Beginning today, I am going to do a series of posts on Saturdays about mindfulness. I know, I know. You could care less. Well, you should care more. I snuck one of the techniques needed in the post about finding your observer self.
“Mindfulness is the psychological process of purposely bringing one’s attention to experiences occurring in the present moment without judgment, which one can develop through the practice of meditation and through other training.” From Wikipedia
I talk to my God all day. We have an ongoing conversation. But I also know I have to tame my ego which wants to jump in and control every situation. So in practicing living in the moment, I use online games. Ones that make me think. Not ones that allow me to drift away. the ones I use are gin rummy (very intense and you have to be thinking to catch all the moves) and online jigsaw puzzles (also intense and thought provoking).
I don’t like the term mindfulness but I know the practice of it is what keeps me using my energy for what I want to do instead of allowing my ego to eat up all my energy by overthinking.
Today, I am introducing you to one of my mindfulness heroes, Jim Hopper.

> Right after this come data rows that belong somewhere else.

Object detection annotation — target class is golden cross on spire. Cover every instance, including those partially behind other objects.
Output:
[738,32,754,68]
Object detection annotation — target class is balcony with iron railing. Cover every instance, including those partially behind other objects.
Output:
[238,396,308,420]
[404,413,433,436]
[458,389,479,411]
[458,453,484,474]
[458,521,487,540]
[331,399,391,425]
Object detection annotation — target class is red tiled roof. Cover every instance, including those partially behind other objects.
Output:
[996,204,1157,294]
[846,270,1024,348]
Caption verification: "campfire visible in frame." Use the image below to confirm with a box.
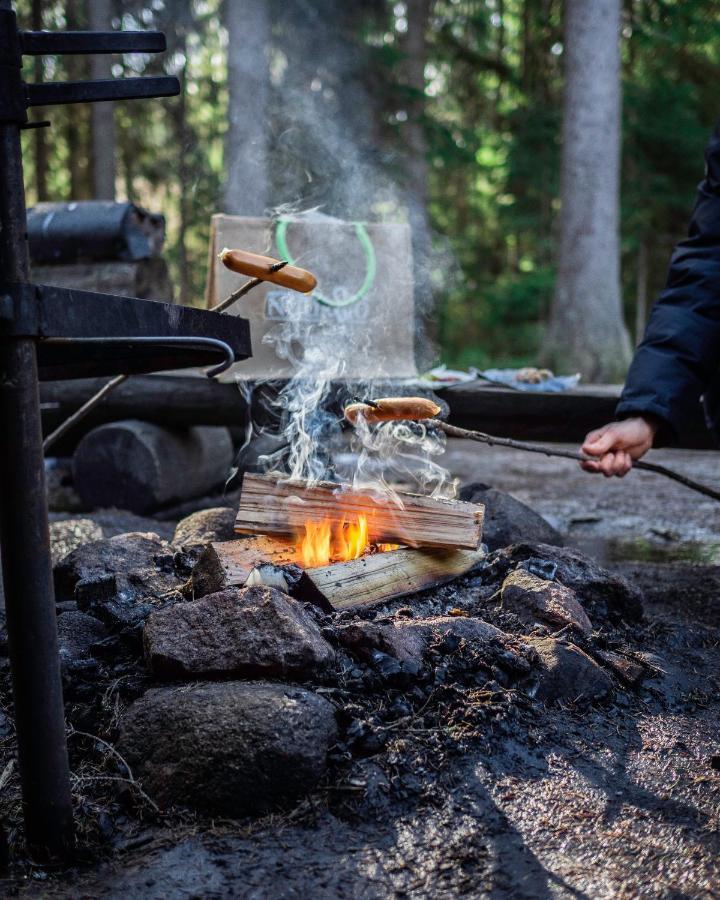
[194,473,484,611]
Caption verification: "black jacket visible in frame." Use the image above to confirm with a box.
[617,123,720,440]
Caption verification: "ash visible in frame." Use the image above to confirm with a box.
[0,451,720,898]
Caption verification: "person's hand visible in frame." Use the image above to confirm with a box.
[580,416,658,478]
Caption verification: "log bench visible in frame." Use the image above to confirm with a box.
[40,375,714,450]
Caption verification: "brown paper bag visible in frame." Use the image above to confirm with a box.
[206,215,417,380]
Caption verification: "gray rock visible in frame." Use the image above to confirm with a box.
[502,569,592,636]
[523,637,613,703]
[337,616,508,662]
[172,507,237,547]
[57,611,108,665]
[54,533,184,626]
[50,518,104,565]
[144,587,335,678]
[460,482,563,550]
[118,681,337,816]
[487,544,643,622]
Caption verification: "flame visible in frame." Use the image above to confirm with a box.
[298,519,332,569]
[297,513,370,569]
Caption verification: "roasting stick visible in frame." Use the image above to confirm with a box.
[43,249,317,453]
[210,259,288,312]
[345,397,720,500]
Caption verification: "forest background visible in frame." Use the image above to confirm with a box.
[11,0,720,380]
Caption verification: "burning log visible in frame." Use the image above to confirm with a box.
[235,473,484,555]
[291,548,484,610]
[192,536,484,612]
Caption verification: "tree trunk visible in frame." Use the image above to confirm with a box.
[32,0,50,203]
[224,0,270,216]
[635,234,648,346]
[545,0,630,381]
[88,0,115,200]
[174,51,192,306]
[403,0,437,370]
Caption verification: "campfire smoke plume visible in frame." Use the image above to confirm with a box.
[236,4,456,520]
[252,225,456,507]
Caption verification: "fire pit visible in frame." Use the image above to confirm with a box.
[193,473,484,612]
[0,0,250,857]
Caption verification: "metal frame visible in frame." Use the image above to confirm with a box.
[0,0,250,859]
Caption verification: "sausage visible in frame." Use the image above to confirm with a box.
[219,247,317,294]
[345,397,440,423]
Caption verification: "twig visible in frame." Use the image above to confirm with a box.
[432,419,720,500]
[68,728,160,813]
[0,759,15,791]
[43,375,129,452]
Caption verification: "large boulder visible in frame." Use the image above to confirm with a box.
[144,587,335,678]
[336,616,507,663]
[501,569,592,637]
[54,533,185,626]
[172,506,237,547]
[118,681,336,816]
[485,543,643,622]
[460,482,563,550]
[523,637,613,703]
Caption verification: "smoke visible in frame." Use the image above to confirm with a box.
[236,0,455,502]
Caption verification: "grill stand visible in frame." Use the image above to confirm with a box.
[0,0,251,861]
[0,119,74,858]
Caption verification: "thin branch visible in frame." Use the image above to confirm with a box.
[432,420,720,500]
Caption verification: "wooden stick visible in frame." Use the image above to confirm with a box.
[210,259,287,312]
[431,419,720,500]
[235,473,484,550]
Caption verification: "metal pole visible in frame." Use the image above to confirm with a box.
[0,56,74,859]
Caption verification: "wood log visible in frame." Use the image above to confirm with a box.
[235,473,484,550]
[40,375,715,450]
[291,548,484,611]
[73,419,233,513]
[191,536,484,612]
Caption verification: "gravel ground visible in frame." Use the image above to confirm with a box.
[6,442,720,900]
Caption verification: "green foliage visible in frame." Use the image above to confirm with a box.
[12,0,720,366]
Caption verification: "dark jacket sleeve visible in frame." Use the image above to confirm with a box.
[617,123,720,438]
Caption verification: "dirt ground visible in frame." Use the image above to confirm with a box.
[5,442,720,900]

He has a very diverse website. I will post an excerpt and the link to his site.
From his website: Cultivating Mindfulness
Mindfulness can help us to reduce the intensity, duration, and frequency of our unhelpful habitual responses. Below outlines how some of these effects can occur and accumulate.
Loosening the grip of habitual responses that cause (additional) suffering.
Learning to bring one’s attention back to the present moment, including the ever-present process of breathing, over and over again, involves learning to catch oneself entering into habitual patterns that prevent clear awareness of the present moment. With continued practice and increasing development of mindfulness, one becomes increasingly able to notice those habitual reactions – to unwanted and wanted but unhealthy experiences and emotions – that prevent one from responding consciously and constructively. For example, instead of realizing 5-10 minutes later that you’ve been lost in bad memories or fantasies of revenge, you can catch yourself after only 30-60 seconds. Better yet, you can learn to catch yourself in the process of getting lost in a memory or fantasy. In time, you can increasingly observe these habitual responses as they arise, and choose to respond in other, more skillful ways.
Learning to non-judgmentally observe such habitual responses loosens their grip too. Again, after bringing your wandering attention back to the breath thousands of times, you are less likely to beat up on yourself for getting distracted. Instead, you can simply observe that some distracting habit of perceiving, thinking, feeling or behaving has occurred, and come back to your breathing in the present moment. Over time, you will be increasingly able to bring the same non-judgmental awareness to the various unhelpful habitual responses you have to experiences in daily life.
For example, instead of getting really angry at yourself for feeling helpless and sad when someone makes a harsh comment, or feeling guilty when you start thinking of harsh replies, you might notice, without judgment, that you have the habit of responding to harsh comments with (a) feelings of helplessness and sadness, followed by (b) angry thoughts of come-backs, followed by (c) anger and guilt about those initial responses. Once you notice such common human responses in yourself without judgment, you can choose to bring your attention back to what’s actually happening in the conversation now, to consider whether and how you might redirect or end the conversation without creating more negative feelings, etc.
Another example: Rather than coming home from work really stressed out and, when you get the chance, reaching for alcohol (or marijuana or porn or whatever) to escape the stress and bad feelings, you could set aside some time to simply observe the unpleasant emotions and physical sensations of your ‘stress,’ including the thoughts, images and impulses to seek escape (perhaps in ways that cause stress and shame in their own right).
Clearly such changes in one’s awareness and attention, which loosen the grip of habitual response patterns, bring greater freedom to choose how one responds to the inevitable unpleasant and unwanted experiences of life and relationships.